Background: Incisional site of surgical operation become transient ischemic state and then occur reoxygenation due to vasodilatation by inflammatory reaction, the productive reactive oxygen species (ROS) give rise to many physiologic results. Apoptosis have major role on elimination of inflammatory cell and formation of granulation tissue in normal wound healing process. Remifentanil can prevent the inflammatory response and can suppress inducible nitric oxide synthase expression in a septic mouse model.

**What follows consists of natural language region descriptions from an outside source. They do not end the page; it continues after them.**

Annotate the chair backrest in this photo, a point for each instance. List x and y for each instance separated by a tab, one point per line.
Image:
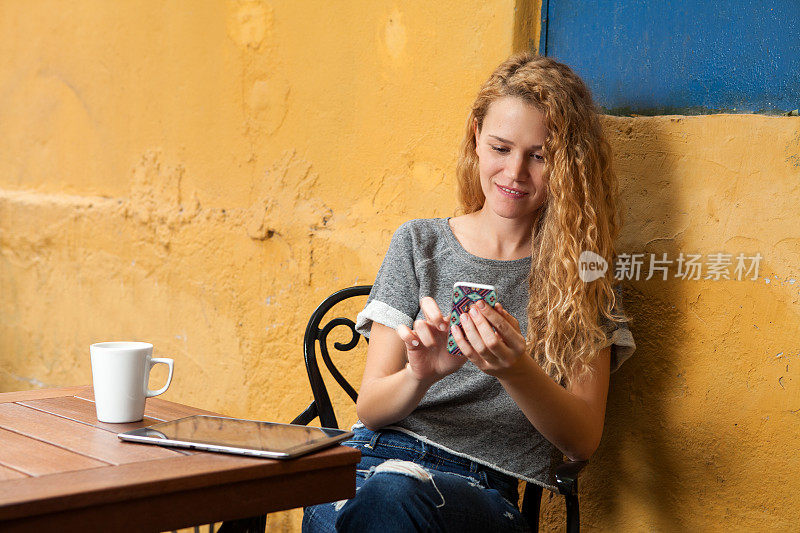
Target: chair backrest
315	335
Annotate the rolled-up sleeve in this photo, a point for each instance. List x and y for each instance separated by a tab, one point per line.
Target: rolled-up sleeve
394	298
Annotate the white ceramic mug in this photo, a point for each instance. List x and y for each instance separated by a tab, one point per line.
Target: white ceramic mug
120	372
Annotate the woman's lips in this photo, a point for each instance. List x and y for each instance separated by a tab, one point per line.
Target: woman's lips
508	192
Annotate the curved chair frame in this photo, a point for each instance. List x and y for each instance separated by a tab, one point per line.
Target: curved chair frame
566	473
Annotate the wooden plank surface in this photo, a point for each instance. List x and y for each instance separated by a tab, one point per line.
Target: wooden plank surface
96	486
75	436
82	411
191	507
7	473
37	458
156	407
6	397
55	471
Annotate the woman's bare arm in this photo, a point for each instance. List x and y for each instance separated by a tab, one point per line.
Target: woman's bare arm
389	391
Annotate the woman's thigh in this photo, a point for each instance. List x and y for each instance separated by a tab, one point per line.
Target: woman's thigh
397	495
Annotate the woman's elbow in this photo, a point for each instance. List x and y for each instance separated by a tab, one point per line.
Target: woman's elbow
364	418
585	451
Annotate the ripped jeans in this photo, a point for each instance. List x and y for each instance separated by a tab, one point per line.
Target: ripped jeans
404	485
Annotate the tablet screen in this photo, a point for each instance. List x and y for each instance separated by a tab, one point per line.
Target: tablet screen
245	434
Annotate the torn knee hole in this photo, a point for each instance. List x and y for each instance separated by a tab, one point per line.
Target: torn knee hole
405	468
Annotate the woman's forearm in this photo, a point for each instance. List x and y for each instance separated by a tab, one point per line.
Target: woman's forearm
560	416
385	400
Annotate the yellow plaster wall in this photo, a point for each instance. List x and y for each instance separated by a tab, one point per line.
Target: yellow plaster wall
201	174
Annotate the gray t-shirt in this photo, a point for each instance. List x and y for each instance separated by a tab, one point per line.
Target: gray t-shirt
468	413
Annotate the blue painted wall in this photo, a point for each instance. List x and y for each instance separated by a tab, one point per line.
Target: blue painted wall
690	57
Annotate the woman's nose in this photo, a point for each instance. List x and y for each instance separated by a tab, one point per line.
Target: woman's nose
516	167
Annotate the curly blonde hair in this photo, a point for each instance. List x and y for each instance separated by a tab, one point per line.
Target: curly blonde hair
580	212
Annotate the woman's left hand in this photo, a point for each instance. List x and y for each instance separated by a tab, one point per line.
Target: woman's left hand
491	338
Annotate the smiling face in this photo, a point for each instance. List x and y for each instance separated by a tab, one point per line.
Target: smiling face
509	149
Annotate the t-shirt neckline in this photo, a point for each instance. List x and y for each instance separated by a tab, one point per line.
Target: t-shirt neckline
523	262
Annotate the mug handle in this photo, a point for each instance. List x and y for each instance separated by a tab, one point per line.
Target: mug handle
170	363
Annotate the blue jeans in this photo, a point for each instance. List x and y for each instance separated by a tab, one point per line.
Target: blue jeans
404	484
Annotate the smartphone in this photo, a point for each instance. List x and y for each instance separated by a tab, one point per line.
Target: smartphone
465	294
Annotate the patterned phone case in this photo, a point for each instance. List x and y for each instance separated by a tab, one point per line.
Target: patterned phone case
464	296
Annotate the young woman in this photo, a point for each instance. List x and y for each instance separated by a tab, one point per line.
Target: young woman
445	438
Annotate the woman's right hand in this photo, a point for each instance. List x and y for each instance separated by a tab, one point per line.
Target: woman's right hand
426	345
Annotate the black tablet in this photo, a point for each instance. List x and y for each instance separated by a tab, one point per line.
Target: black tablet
234	435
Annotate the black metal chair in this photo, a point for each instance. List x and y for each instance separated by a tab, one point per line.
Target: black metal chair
566	473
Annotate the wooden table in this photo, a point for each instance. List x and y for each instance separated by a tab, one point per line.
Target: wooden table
62	470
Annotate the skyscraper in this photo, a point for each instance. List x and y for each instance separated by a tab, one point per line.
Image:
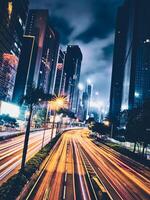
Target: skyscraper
13	16
39	54
131	72
59	74
72	70
47	40
118	61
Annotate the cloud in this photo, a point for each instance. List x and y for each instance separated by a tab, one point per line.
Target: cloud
96	64
90	24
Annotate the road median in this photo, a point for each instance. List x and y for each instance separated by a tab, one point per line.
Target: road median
22	181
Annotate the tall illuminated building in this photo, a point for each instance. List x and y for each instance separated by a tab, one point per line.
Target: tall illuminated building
130	86
72	68
47	40
13	16
59	83
39	55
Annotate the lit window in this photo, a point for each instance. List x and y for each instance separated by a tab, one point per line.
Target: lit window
20	21
136	94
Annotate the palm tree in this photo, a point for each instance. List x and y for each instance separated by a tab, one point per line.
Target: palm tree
33	97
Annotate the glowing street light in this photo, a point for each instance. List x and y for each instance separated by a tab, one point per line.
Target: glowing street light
56	104
81	86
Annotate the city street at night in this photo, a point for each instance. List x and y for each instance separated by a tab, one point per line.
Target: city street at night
74	157
74	100
11	152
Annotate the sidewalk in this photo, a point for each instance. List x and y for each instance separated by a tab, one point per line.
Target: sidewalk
10	134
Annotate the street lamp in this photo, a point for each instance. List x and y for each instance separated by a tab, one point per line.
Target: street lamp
56	104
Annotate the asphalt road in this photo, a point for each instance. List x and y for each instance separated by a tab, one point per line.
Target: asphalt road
11	152
75	158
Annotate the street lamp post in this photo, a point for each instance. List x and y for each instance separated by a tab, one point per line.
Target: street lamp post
46	118
56	104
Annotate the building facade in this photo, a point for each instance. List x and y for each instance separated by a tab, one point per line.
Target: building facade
41	53
13	16
72	68
130	86
59	74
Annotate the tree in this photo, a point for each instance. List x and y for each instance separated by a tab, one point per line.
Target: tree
33	97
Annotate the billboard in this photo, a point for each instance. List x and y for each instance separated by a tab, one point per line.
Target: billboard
9	109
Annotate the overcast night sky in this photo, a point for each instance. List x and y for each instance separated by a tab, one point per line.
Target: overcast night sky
90	24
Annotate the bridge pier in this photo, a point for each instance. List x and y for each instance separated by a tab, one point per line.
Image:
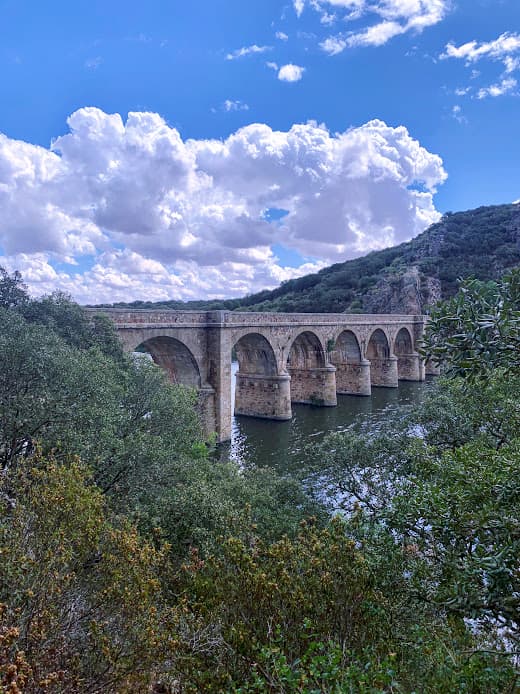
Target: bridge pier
383	372
353	379
314	386
409	367
207	410
219	373
268	397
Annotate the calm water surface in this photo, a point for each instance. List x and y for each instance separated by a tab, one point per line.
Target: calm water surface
282	445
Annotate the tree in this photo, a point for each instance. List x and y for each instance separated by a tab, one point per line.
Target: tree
13	292
478	330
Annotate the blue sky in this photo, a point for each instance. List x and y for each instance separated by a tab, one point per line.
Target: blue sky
372	118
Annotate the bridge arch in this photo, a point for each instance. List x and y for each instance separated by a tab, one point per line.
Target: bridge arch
313	381
255	355
408	361
352	371
260	391
175	358
347	349
378	346
306	352
383	364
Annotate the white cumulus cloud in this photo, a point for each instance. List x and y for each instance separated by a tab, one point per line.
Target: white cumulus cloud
290	73
506	86
124	209
247	50
380	20
503	49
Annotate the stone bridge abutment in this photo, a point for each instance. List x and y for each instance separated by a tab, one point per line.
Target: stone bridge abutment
283	358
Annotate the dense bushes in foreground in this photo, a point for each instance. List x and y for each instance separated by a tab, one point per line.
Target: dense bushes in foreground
131	561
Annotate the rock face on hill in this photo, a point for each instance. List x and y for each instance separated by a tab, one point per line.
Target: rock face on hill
482	243
409	292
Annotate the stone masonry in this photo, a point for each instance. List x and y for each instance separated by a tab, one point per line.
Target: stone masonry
283	357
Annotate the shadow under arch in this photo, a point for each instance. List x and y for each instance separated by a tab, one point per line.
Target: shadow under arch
306	352
260	391
383	365
175	358
255	355
408	361
352	371
313	381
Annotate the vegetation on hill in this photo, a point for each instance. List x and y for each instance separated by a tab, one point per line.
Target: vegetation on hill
131	561
408	278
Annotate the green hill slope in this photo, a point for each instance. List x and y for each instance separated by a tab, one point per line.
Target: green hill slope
481	243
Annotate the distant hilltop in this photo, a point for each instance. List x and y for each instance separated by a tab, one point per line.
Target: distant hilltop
481	243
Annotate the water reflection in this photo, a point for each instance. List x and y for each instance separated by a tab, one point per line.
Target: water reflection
281	445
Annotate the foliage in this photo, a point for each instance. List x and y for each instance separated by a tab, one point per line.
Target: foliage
13	291
68	320
81	601
479	329
481	243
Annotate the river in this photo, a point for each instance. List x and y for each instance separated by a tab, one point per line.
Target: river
282	445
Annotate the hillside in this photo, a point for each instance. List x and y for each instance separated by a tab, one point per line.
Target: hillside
481	243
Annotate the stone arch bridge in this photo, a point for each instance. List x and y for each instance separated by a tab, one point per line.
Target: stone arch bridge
283	357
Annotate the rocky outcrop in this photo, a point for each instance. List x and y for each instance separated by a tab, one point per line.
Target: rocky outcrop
408	292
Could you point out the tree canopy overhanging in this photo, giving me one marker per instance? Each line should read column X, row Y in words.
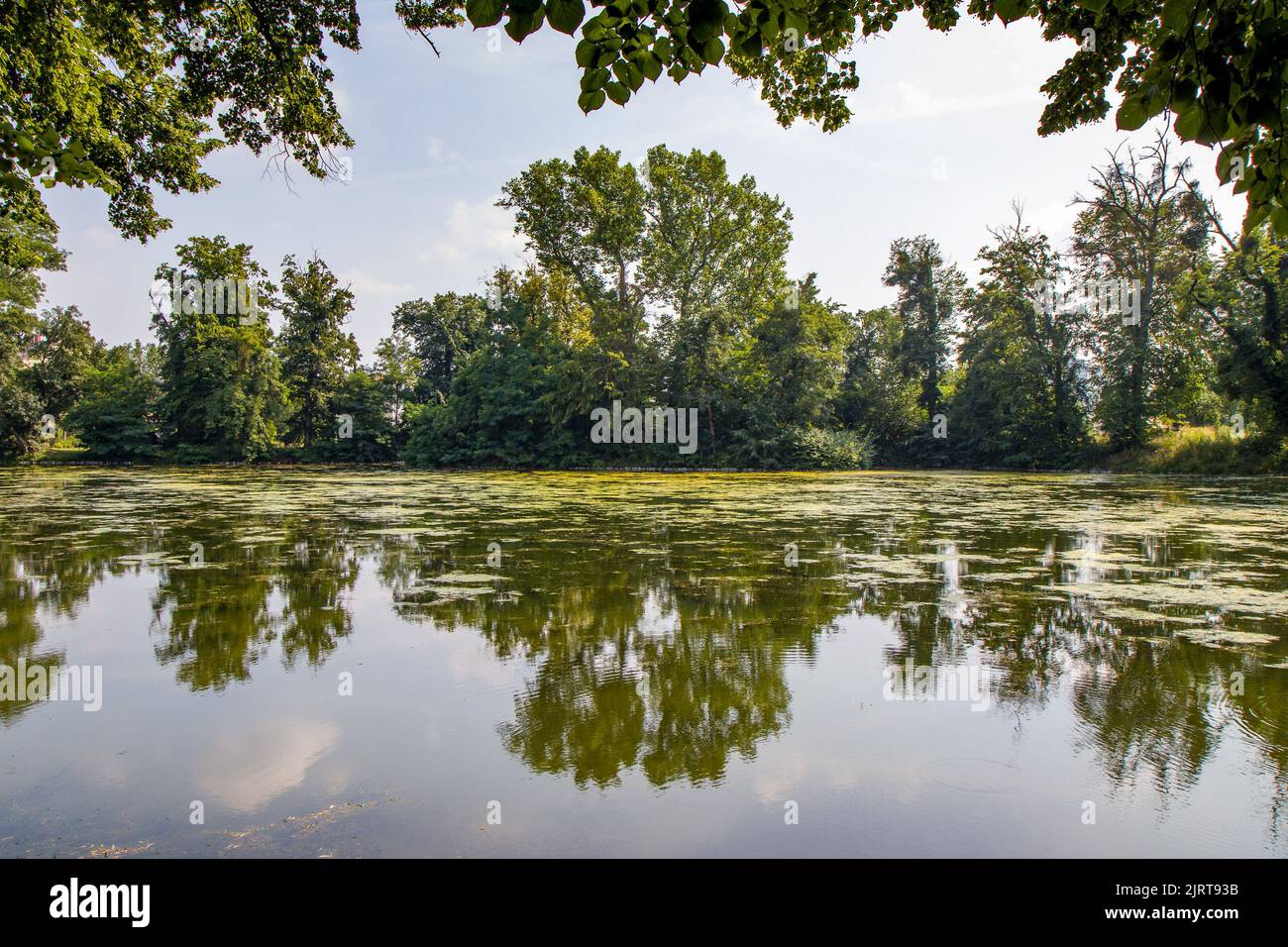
column 127, row 95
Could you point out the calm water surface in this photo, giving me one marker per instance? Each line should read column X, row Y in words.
column 632, row 664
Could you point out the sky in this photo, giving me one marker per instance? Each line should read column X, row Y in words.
column 943, row 142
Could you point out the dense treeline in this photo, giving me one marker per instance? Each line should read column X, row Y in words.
column 666, row 286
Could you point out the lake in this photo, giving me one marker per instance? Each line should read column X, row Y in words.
column 320, row 661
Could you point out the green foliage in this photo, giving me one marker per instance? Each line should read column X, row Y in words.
column 1021, row 399
column 928, row 295
column 668, row 290
column 1144, row 224
column 222, row 395
column 313, row 348
column 1215, row 64
column 116, row 416
column 125, row 97
column 824, row 449
column 439, row 335
column 364, row 399
column 59, row 357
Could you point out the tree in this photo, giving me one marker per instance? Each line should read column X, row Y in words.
column 442, row 334
column 60, row 356
column 1244, row 294
column 1022, row 397
column 27, row 247
column 123, row 95
column 800, row 347
column 116, row 415
column 585, row 217
column 222, row 394
column 1140, row 231
column 313, row 347
column 876, row 395
column 928, row 295
column 1214, row 63
column 373, row 434
column 713, row 254
column 397, row 369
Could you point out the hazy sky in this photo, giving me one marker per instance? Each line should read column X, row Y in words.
column 941, row 142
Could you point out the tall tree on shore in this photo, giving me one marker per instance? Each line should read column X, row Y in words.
column 29, row 245
column 222, row 393
column 1022, row 394
column 1141, row 230
column 442, row 334
column 1244, row 295
column 316, row 352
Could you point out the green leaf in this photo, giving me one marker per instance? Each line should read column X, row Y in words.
column 566, row 16
column 652, row 67
column 1131, row 115
column 1189, row 124
column 618, row 93
column 1176, row 14
column 484, row 12
column 590, row 101
column 1010, row 11
column 1279, row 219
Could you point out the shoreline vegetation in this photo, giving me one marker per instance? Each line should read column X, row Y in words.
column 1154, row 342
column 1188, row 451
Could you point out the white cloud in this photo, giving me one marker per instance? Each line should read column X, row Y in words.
column 910, row 101
column 476, row 235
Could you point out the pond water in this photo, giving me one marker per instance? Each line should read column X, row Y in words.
column 320, row 661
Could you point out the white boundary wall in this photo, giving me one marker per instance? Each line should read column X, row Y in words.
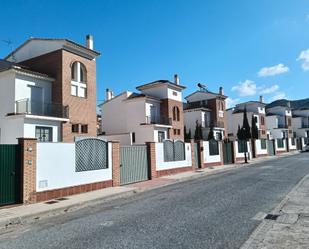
column 280, row 149
column 161, row 165
column 208, row 158
column 292, row 147
column 241, row 154
column 56, row 167
column 258, row 149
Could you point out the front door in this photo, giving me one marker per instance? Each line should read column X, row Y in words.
column 228, row 152
column 44, row 134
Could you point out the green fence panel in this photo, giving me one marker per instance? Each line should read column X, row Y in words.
column 134, row 164
column 10, row 174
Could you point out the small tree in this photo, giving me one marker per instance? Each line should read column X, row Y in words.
column 244, row 133
column 254, row 129
column 211, row 133
column 198, row 134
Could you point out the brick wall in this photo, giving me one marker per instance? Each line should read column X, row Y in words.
column 57, row 64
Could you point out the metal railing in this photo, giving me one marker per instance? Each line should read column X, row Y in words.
column 208, row 124
column 197, row 104
column 42, row 109
column 158, row 120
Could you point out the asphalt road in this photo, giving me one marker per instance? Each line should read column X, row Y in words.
column 211, row 212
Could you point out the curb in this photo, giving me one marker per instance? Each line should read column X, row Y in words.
column 28, row 219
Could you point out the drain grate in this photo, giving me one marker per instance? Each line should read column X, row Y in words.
column 51, row 202
column 271, row 217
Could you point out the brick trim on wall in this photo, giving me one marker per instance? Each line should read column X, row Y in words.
column 173, row 171
column 57, row 193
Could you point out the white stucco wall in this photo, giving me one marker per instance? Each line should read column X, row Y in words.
column 23, row 88
column 56, row 167
column 208, row 158
column 161, row 165
column 11, row 128
column 7, row 93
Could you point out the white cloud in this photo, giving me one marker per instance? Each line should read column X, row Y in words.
column 304, row 58
column 278, row 95
column 231, row 102
column 269, row 90
column 246, row 88
column 274, row 70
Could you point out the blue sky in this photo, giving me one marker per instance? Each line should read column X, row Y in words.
column 249, row 47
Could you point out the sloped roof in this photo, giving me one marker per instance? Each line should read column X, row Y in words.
column 158, row 83
column 7, row 65
column 95, row 53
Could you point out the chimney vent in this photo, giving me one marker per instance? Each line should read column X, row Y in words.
column 221, row 91
column 261, row 99
column 176, row 79
column 108, row 95
column 89, row 42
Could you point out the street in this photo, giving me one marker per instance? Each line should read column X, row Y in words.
column 210, row 212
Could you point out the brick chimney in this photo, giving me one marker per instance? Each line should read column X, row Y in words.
column 176, row 79
column 89, row 42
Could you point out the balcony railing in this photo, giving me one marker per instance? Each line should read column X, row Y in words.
column 42, row 109
column 214, row 124
column 158, row 120
column 197, row 104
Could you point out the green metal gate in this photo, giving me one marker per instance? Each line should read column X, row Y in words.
column 228, row 152
column 197, row 155
column 10, row 174
column 271, row 147
column 134, row 164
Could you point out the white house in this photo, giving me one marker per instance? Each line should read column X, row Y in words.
column 300, row 123
column 25, row 105
column 207, row 109
column 279, row 124
column 152, row 115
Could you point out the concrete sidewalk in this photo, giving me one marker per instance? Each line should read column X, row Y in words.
column 18, row 215
column 291, row 227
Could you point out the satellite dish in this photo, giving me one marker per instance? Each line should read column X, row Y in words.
column 202, row 87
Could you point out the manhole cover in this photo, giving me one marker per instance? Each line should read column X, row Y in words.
column 51, row 202
column 271, row 217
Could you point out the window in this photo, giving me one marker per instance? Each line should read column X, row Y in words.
column 78, row 80
column 84, row 128
column 161, row 136
column 75, row 128
column 133, row 137
column 263, row 144
column 44, row 134
column 280, row 143
column 176, row 113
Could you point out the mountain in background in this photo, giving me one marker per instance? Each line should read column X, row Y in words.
column 295, row 104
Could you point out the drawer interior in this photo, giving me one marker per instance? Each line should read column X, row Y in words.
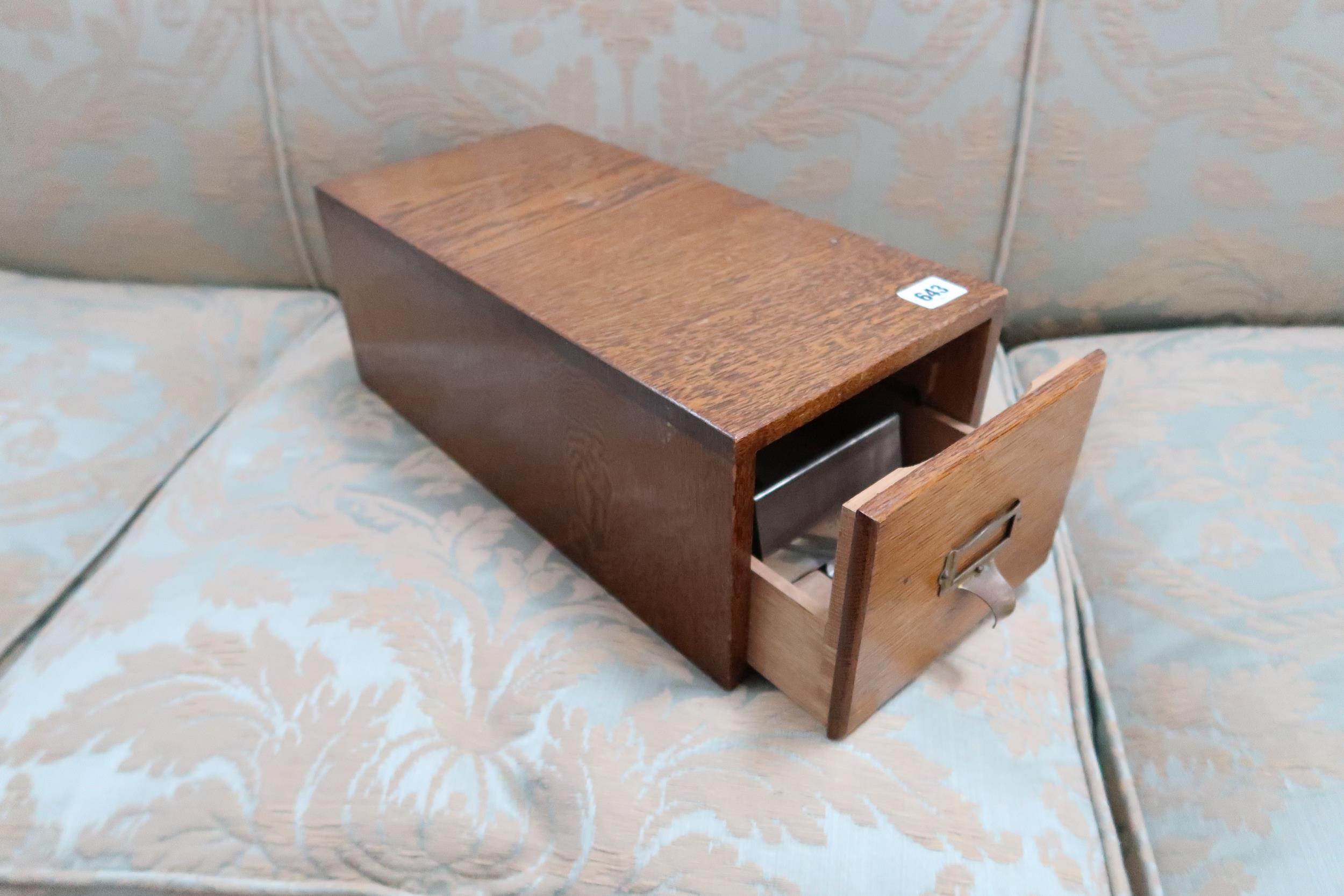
column 800, row 546
column 859, row 601
column 804, row 477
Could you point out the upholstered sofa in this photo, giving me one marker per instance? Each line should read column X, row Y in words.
column 261, row 637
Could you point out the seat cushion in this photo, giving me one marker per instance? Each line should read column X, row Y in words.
column 326, row 653
column 104, row 389
column 1207, row 519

After cardiopulmonary bypass for coronary artery surgery, remifentanil can also inhibit the release of biomarkers of myocardial damage. Here we investigated whether remifentanil pretreatment has cellular protective effect against hypoxia-reoxygenation in HaCaT human keratinocytes, if so, the role of apoptosis and autophagy on this phenomenon. Methods: The HaCaT human keratinocytes were exposed to various concentrations of remifentanil (0.01, 0.05, 0.1, 0.5 and 1 ng/ml) for 2 h before hypoxia (RPC/HR group). These cells were cultured under 1% oxygen tension for 24h at $37^{\circ}C$. After hypoxia, to simulate reoxygenation and recovery, the cells were reoxygenated for 12 h at $37^{\circ}C$. 3-MA/RPC/HR group was treated 3-methyladenine (3-MA), autophagy inhibitor for 1h before remifentanil treatment. Cell viability was measured using a quantitative colorimetric assay with thiazolyl blue tetrazoliumbromide (MTT, amresco), showing the mitochondrial activity of living cells. To investigate whether the occurrence of autophagy and apoptosis, we used fluorescence microscopy and Western blot analysis. Results: The viability against hypoxia-reoxygenation injury in remifentanil preconditioning keratinocytes were increased, and these cells were showed stimulated expression of autophagy 3-MA suppressed the induction of autophagy effectively and the protective effects on apoptosis. Atg5, Beclin-1, LC3-II and p62 were elevated in RPC/HR group. But they were decreased when autophagy was suppressed by 3-MA. Conclusions: Remifentanil preconditioning showed the protective effect in human keratinocytes, and we concluded that autophagy may take the major role in the recovery of wound from hypoxia-reoxygenation injury. We suggest that further research is needed about the cell protective effects of autophagy.